For every five hours of studying combinatorics-type questions, the average GMAT student increases their chances of being able to correctly answer a question type that is found only on the very difficult end of the GMAT spectrum. Meanwhile, the same student will have to compute hundreds of basic computations without the aid of a calculator. For students who know how to quickly do these computations, they are rewarded with extra minutes that can be spent double-checking their work and critically thinking about whether their answers make sense. As BenGMAT Franklin might say- a second saved is a second earned on the GMAT… but it doesn’t matter if those extra seconds come from being faster at doing combinatorics questions or quicker at computations.
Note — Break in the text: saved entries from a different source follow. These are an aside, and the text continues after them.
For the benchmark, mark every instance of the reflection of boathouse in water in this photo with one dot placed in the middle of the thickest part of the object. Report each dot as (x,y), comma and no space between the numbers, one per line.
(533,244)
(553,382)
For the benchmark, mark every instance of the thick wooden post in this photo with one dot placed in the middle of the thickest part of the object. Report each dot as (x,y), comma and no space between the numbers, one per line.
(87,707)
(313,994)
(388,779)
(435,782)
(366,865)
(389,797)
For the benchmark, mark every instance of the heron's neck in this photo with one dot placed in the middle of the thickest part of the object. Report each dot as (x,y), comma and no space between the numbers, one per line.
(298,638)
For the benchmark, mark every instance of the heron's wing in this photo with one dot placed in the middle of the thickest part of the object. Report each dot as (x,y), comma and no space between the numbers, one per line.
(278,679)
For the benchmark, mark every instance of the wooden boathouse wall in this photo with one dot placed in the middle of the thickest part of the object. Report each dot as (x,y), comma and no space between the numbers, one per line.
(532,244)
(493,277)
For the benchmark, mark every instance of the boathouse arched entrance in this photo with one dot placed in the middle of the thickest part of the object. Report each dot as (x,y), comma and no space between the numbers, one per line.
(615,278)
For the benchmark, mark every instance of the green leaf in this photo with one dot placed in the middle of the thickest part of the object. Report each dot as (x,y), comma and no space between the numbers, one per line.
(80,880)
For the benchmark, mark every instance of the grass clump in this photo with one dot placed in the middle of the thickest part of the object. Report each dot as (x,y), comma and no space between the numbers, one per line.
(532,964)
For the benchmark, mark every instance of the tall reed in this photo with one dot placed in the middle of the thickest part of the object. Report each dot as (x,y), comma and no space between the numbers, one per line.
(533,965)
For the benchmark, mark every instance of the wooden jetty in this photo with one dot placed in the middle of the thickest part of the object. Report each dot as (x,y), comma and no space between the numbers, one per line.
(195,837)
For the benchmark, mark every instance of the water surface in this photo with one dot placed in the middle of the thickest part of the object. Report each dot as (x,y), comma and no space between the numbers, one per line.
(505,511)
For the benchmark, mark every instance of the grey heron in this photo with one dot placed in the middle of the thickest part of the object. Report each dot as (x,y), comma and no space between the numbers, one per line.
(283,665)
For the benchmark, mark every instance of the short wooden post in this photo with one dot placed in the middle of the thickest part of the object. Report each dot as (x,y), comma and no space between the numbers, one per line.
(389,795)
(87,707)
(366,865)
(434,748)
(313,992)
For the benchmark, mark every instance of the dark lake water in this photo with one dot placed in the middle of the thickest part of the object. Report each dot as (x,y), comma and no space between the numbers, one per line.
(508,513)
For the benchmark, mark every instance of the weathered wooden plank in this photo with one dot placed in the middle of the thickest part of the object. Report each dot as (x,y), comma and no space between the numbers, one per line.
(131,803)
So check out these five math tricks, learn the ones that you like, and practice them daily to give yourself some extra time to finish off that 37th and final quant question.
Note: like everything else on the GMAT, being able to do something and being able to do something QUICKLY are two different tasks. If you like any of the following tricks, make sure you know it inside and out before you try using it during your test.
1. Add or Subtract 2 or 3 Digit Numbers
To add numbers that aren’t already a multiple of ten or one-hundred, round the number to the nearest tens or hundreds digit, add, and then add or subtract by the number you rounded off. Do the opposite when subtracting.
144 + 48 = 144 + 50 – 2 = 192
1385 – 492 = 1385 – 500 + 8 = 893
This math trick comes down to the order of operations- adding and subtracting occur in the same step and can happen in either order. Like many other computation tricks, this one comes down to replacing one tricky computation with two simpler ones.